I didn’t really have any Jewish education growing up, but what I am struck by when I’ve been studying now and learning, and still, feel like I’m learning, is that there’s one phrase that repeated over and over in the Torah, which is, “Be kind to strangers because you were once a stranger in a strange land.” People in the movie business, and I say this because I was one of those people way back 30 years ago, they were like, “Oh, you want to make a great fish out of water story?” All stories are fish out of water stories. We’re all strangers in a strange land in some way or another. It’s a long-term hope that 30 years ago, this movie never could’ve been made.

But maybe 30 years from now people will be so open to the idea of gay love stories or a gay coming of age stories being just as included in the landscape of film-making as any other. It’s like I can look now at what’s happening in the world for transgender people who are really coming into their own and being recognized, and yet I’m acutely aware that they must all feel, “Oh we’re being accepted,” but we’re not really being embraced or we’re given a spot, but we’re not really totally included yet and I think gays and lesbians were there one generation ago, and I think if you went to the Latino community, in America, they were like, “Oh yeah, we’re here,” but we have a president in America who is like, well, I wish you weren’t here. Or African-Americans must think, we have an African-American president, but look what happens. I think you know where I’m going. It’s like all of those, that sense of creating division and otherness, as if it were real. It’s not. It’s like there’s no way that what I was feeling in my heart was any different than what you were feeling in your heart or anybody else. The feelings are universal. It’s just the fear that if other people felt the same way, that would be threatening.

LRM: Well I think a love story will resonate with everybody, gay or not.
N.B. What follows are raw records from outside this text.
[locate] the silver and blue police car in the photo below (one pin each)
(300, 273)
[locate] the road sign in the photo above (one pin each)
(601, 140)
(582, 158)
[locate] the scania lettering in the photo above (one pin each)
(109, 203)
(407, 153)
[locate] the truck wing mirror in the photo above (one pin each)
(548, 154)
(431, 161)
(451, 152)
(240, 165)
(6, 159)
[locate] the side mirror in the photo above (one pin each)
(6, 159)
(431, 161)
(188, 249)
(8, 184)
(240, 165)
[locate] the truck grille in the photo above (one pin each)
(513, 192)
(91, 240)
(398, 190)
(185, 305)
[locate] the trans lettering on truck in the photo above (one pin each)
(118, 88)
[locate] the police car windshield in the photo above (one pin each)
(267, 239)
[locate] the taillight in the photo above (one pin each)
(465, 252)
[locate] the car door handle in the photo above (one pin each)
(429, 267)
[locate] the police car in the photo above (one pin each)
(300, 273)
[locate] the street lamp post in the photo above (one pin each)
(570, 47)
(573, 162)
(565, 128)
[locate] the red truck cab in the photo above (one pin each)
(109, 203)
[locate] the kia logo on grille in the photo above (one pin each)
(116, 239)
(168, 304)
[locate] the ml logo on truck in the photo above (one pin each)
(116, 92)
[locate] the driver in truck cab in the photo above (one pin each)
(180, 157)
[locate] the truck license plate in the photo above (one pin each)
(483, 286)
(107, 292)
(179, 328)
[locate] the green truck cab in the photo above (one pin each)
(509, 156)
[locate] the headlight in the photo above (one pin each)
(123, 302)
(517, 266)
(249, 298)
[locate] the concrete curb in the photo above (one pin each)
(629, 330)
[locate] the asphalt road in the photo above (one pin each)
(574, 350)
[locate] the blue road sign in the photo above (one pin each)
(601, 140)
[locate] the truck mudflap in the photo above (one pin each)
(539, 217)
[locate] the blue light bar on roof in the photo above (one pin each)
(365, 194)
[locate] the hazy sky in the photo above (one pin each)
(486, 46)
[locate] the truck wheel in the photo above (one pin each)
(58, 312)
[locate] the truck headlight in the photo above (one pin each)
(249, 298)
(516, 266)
At least I would hope so.  For example, I totally fell in love with Call Me by Your Name, which was a big hit here a couple of years ago and that was a love story between 2 male characters.

Eric Steel: Yeah, I think it’s one of those things that’s hard to exactly quantify, but there’s, I do think, “Oh, I was allowed to marry my husband,” but even within the circles of our own friends, even the straight friends I think they would look at it like, “Oh, it’s a gay, same sex marriage, so it’s somehow different from love.”

LRM: They don’t see it as real love?

Eric Steel: Well, I think it might be, but I don’t know for sure and I certainly know that as a Jewish man, I walk down the streets sometimes, fearful and as a gay man, I kiss my husband goodbye when he goes to work and one eye is looking down the block to make sure that there’s nobody going to throw a bottle at me. I live in a very accepting world. So, imagine if I didn’t, what it would be like.